I haven’t used AWS in the last 5 years. Is IPv6 still somewhat of an issue? I remember some services not supporting it at all and making it impossible to manage as a IPv6-only network.

skywhopper 5 days ago | parent | next [-]

Yeah, it’s still limited, and a few things still require at least a dual stack setup.

1oooqooq 5 days ago | parent | prev | next [-]

gotta milk those ipv4 investment

mdaniel 5 days ago | parent | prev [-]

You'll be glad(sic) to know they have specialized hostnames for IPv6 control plane endpoints, because AAAA records scare the olds https://github.com/aws/aws-cli/blob/2.28.14/awscli/botocore/...

conradludgate 5 days ago | parent | next [-]

We enabled ipv6 for our APIs at work. Nothing broke immediately, but we've had a steady stream of unreachable host errors related to ipv6 since then.

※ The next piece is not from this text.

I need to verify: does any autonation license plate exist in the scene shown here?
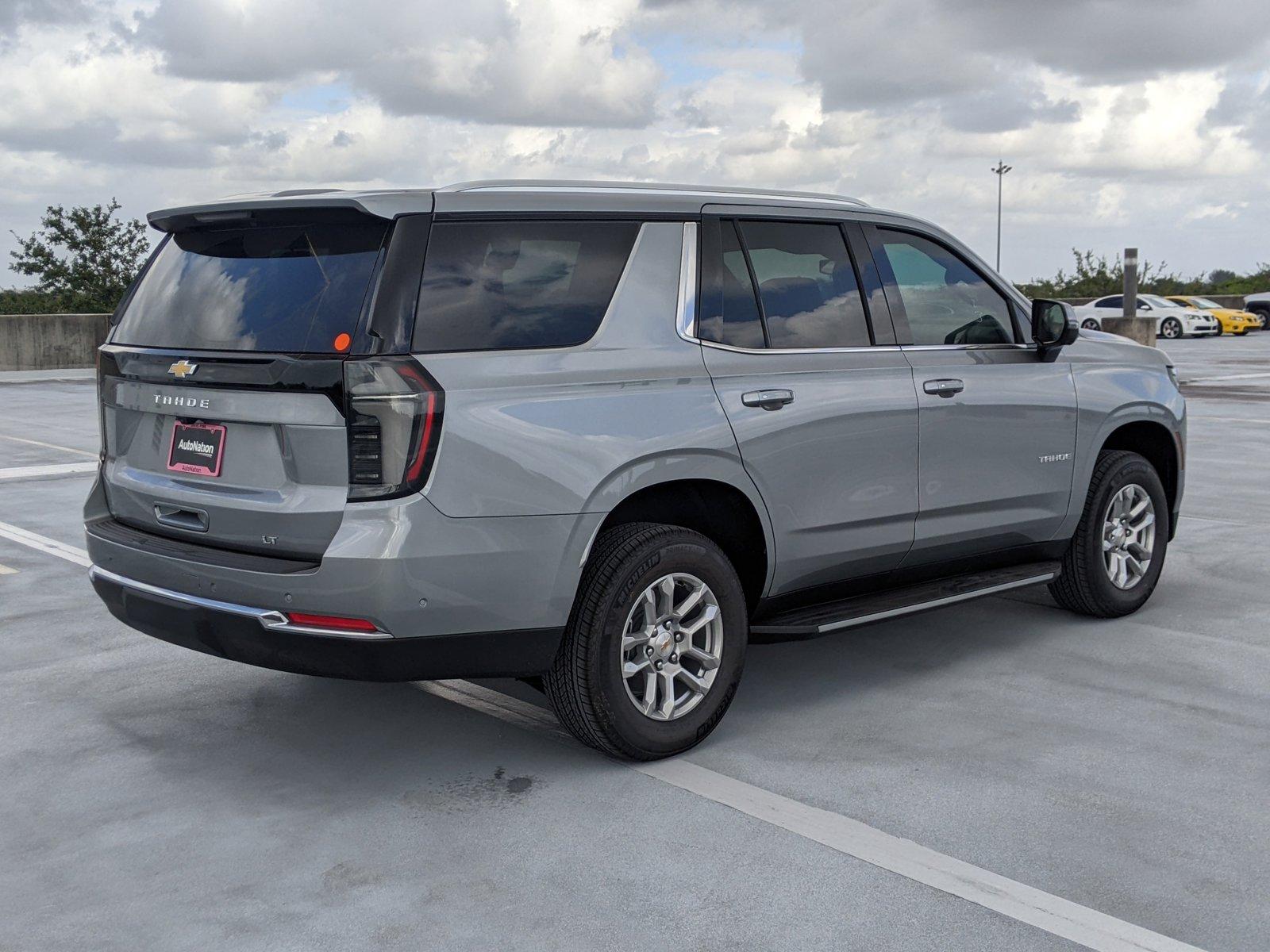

Turns out there're many incorrect implementations of Happy Eyeballs that cancel the ipv4 connection attempts after the timeout, and then switch to trying the AAAA records and subsequently throwing a "Cannot reach host" error. For context, in Happy Eyeballs you're supposed to continue trying both network families in parallel.

This only impacts our customers who live far away from the region they're accessing, however, and there's usually a workaround - in Node you can force the network family to be v4 for instance

donavanm 4 days ago | parent | prev [-]

> because AAAA records scare the olds

No. They break existing customer expectations.

There are heaps of dualstack API endpoints https://docs.aws.amazon.com/general/latest/gr/rande.html#dua... if that's what the client wants.

The amazonaws.com domain endpoints did not introduce ipv6/AAAA directly is (mostly) due to access control. For better or worse there are a lot of "v4 centric" IAM statements, like aws:SourceIp, in identity/resource/bucket policies. Introducing a new v6 value is going to break all of those existing policies with either unexpected DENYs or, worse, ALLOWs. Thats a pretty poor customer experience to unexpectedly break your existing infrastructure or compromise your access control intentions.

AWS _could_ have audited every potential IAM policy and run a MASSIVE outreach campaign, but something as simple as increasing (opaque!) instance ID length was a multi year effort. And introducing backwards compatibility on a _per policy_ basis is its own infinite security & UX yak shaving exercise as well.

So thats why you have opt-in usage of v6/dualstack in the client/SDK/endpoint name.